Archive for August 27th, 2008
My husband silently suffers from Degeneration of the intervertebral disc, which is often called “degenerative disc disease” (DDD) of the spine a condition. It can be painful and can greatly affect the quality of one’s life.
Disc degeneration is a normal part of aging and for most people it is not a problem; but for certain individuals, a degenerated disc can cause severe constant chronic pain.
My husband will rarely let you know that he is in pain, but I can see it in his eyes, the way he walks, and the restless nights due to pain.
The other week at our apartment complex, there was a woman trying to help her husband move a couch down three flights of stairs. Out of sheer frustration, she came running over to my husband to ask him for help. My husband politely explained to her that he was unable to assist them.
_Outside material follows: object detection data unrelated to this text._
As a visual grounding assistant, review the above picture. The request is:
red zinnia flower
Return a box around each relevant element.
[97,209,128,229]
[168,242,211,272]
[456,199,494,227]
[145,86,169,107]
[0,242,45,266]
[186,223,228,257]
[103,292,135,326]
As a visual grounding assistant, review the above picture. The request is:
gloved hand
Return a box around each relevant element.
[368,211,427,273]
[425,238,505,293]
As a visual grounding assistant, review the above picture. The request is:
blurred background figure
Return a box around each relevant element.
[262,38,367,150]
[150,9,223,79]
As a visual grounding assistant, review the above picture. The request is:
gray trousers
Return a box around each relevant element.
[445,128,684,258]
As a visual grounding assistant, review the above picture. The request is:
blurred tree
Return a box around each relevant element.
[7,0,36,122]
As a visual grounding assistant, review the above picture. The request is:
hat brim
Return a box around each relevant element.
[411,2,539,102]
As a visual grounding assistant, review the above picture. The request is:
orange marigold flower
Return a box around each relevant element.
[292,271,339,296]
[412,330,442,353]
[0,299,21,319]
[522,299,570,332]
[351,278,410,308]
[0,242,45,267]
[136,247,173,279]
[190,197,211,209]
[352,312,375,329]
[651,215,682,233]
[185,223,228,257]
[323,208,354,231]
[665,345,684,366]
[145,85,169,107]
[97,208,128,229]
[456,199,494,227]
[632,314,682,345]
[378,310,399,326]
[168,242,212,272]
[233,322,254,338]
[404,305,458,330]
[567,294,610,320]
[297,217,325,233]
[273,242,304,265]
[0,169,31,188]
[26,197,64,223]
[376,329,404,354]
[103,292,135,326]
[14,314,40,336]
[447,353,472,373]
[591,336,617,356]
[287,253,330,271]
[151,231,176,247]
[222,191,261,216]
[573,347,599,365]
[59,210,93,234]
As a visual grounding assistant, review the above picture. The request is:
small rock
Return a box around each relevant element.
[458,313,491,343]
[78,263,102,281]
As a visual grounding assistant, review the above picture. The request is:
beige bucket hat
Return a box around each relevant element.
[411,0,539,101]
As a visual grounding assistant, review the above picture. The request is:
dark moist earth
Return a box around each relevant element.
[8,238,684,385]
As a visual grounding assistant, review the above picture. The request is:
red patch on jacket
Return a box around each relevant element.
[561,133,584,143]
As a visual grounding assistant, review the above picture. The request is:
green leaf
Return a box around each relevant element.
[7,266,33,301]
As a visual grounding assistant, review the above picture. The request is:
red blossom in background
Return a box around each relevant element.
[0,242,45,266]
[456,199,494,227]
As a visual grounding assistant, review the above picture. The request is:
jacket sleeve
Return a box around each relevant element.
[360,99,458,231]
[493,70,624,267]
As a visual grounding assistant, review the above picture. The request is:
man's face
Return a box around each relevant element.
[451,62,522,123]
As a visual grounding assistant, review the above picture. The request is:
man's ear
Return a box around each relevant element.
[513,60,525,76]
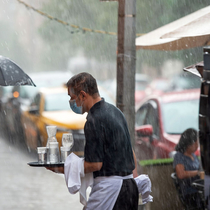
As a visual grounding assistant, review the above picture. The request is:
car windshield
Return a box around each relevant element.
[44,92,71,111]
[162,100,199,134]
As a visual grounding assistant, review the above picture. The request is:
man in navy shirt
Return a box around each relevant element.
[67,73,139,210]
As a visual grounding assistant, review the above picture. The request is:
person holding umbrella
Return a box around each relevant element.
[48,72,139,210]
[173,128,203,209]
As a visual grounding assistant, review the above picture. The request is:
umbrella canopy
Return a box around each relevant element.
[136,6,210,51]
[0,56,36,87]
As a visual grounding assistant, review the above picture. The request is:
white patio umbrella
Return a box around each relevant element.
[136,6,210,51]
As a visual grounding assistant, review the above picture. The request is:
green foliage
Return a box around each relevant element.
[39,0,209,72]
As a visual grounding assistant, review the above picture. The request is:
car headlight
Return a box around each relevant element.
[168,151,177,158]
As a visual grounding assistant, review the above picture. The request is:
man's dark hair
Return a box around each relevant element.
[175,128,198,153]
[67,72,98,96]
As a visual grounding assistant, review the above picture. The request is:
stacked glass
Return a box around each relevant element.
[60,133,74,163]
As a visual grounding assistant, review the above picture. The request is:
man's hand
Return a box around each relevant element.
[45,166,64,174]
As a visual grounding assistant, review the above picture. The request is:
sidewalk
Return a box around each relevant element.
[0,137,83,210]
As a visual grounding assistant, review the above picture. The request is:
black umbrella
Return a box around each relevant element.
[0,55,36,87]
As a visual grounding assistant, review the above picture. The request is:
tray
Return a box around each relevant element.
[28,162,64,167]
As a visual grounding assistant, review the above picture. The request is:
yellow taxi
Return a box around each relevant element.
[21,86,87,156]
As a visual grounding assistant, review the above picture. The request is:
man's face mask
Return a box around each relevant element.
[69,92,82,114]
[69,100,82,114]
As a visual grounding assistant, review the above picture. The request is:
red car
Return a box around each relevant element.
[135,89,200,160]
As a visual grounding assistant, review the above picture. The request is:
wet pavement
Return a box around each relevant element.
[0,137,83,210]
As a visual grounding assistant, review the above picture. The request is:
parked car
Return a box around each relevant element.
[145,78,170,95]
[169,72,201,91]
[21,86,114,156]
[135,89,200,160]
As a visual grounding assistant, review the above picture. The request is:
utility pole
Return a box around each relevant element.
[117,0,136,146]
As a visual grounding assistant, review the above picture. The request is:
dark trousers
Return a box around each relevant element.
[113,179,139,210]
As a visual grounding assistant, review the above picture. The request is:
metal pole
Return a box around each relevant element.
[117,0,136,145]
[199,46,210,210]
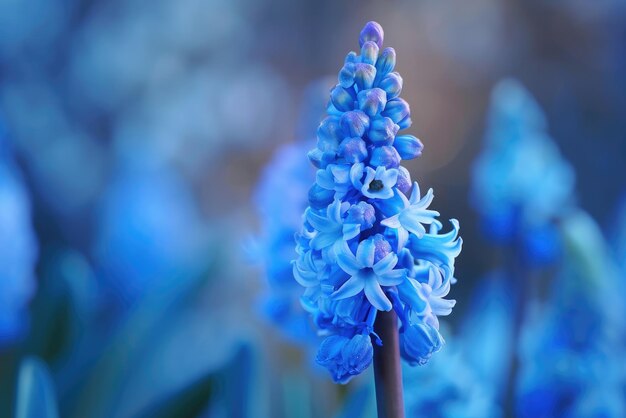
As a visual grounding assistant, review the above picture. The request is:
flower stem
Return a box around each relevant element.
[374,310,404,418]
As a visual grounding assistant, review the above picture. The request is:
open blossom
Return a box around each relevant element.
[293,22,462,383]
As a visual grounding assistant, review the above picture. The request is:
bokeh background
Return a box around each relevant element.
[0,0,626,418]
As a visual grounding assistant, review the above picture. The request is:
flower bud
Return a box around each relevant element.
[340,110,370,137]
[354,63,376,91]
[400,322,444,365]
[370,234,391,264]
[396,166,412,195]
[339,138,367,164]
[338,62,356,89]
[368,117,400,146]
[378,72,402,100]
[345,201,376,231]
[309,183,335,209]
[370,145,401,168]
[330,86,356,112]
[359,22,385,48]
[316,334,374,383]
[380,98,411,124]
[361,41,378,65]
[376,48,396,77]
[317,116,343,152]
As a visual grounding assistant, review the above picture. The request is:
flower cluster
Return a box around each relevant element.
[0,126,39,347]
[293,22,462,383]
[471,79,574,264]
[254,141,314,342]
[516,210,626,418]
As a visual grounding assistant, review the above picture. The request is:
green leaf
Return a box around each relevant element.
[15,357,59,418]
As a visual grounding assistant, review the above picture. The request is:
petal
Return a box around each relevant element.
[350,163,364,189]
[409,181,422,205]
[326,199,341,224]
[356,239,376,268]
[311,232,341,251]
[398,280,428,315]
[399,210,426,238]
[397,228,409,251]
[330,274,365,299]
[430,298,456,316]
[337,242,361,276]
[364,275,392,311]
[343,224,361,241]
[328,164,350,184]
[376,167,398,188]
[293,262,320,287]
[378,269,406,286]
[380,215,400,229]
[315,170,335,190]
[305,208,336,232]
[374,253,398,276]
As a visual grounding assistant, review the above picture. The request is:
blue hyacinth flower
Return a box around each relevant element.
[471,79,574,265]
[0,126,38,347]
[293,22,462,383]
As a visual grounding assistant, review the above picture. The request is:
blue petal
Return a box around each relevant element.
[373,253,398,276]
[378,269,406,286]
[337,243,361,276]
[356,239,376,268]
[330,273,365,299]
[311,232,341,251]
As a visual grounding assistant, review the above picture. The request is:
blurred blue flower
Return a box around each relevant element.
[0,124,38,347]
[402,330,502,418]
[517,211,626,418]
[254,142,315,341]
[471,79,574,264]
[292,22,462,383]
[94,163,208,303]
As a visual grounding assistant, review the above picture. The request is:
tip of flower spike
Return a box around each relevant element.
[359,21,385,48]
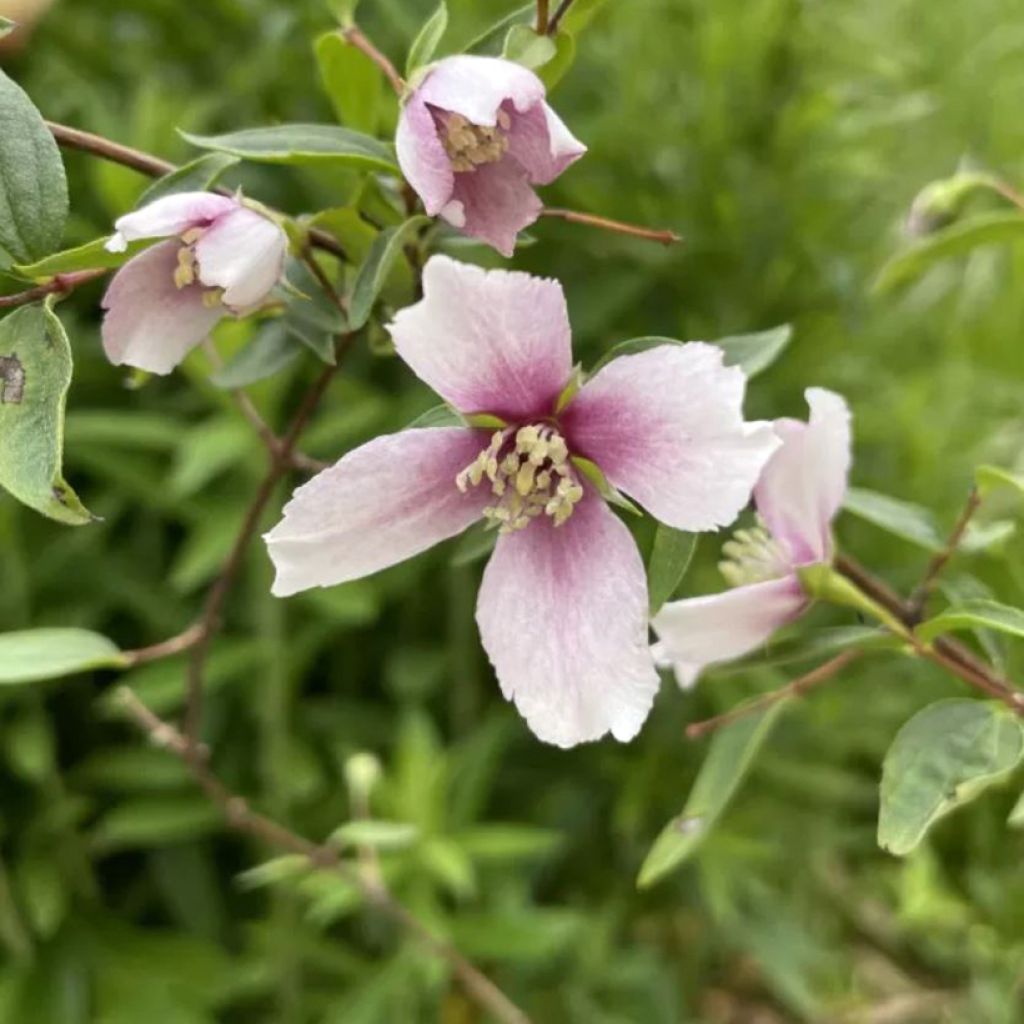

From the outward appearance one would never think that this tall strapping man had anything wrong with him.
She snapped back at my husband as though he was too lazy to assist them or that he was being rude. My husband felt terrible about the situation, and even considered helping them even though it would cause him great pain.
When my husband told me about the situation, he said, “Now I know what you have been experiencing for twenty years with your invisible chronic illnesses.” He has seen how people would react to me, even when he knew how bad I was feeling, yet people would say, “You look so good, you must be feeling better!” Now, he was having first hand experiences with people regarding his health.
This man who has been so physically active throughout his life; playing football, physical jobs, serving his country as a marine during Vietnam era , is now having to adjust to life as one with an invisible chronic illness with all the ‘labels’, rude or inconsiderate comments that go along with the illness.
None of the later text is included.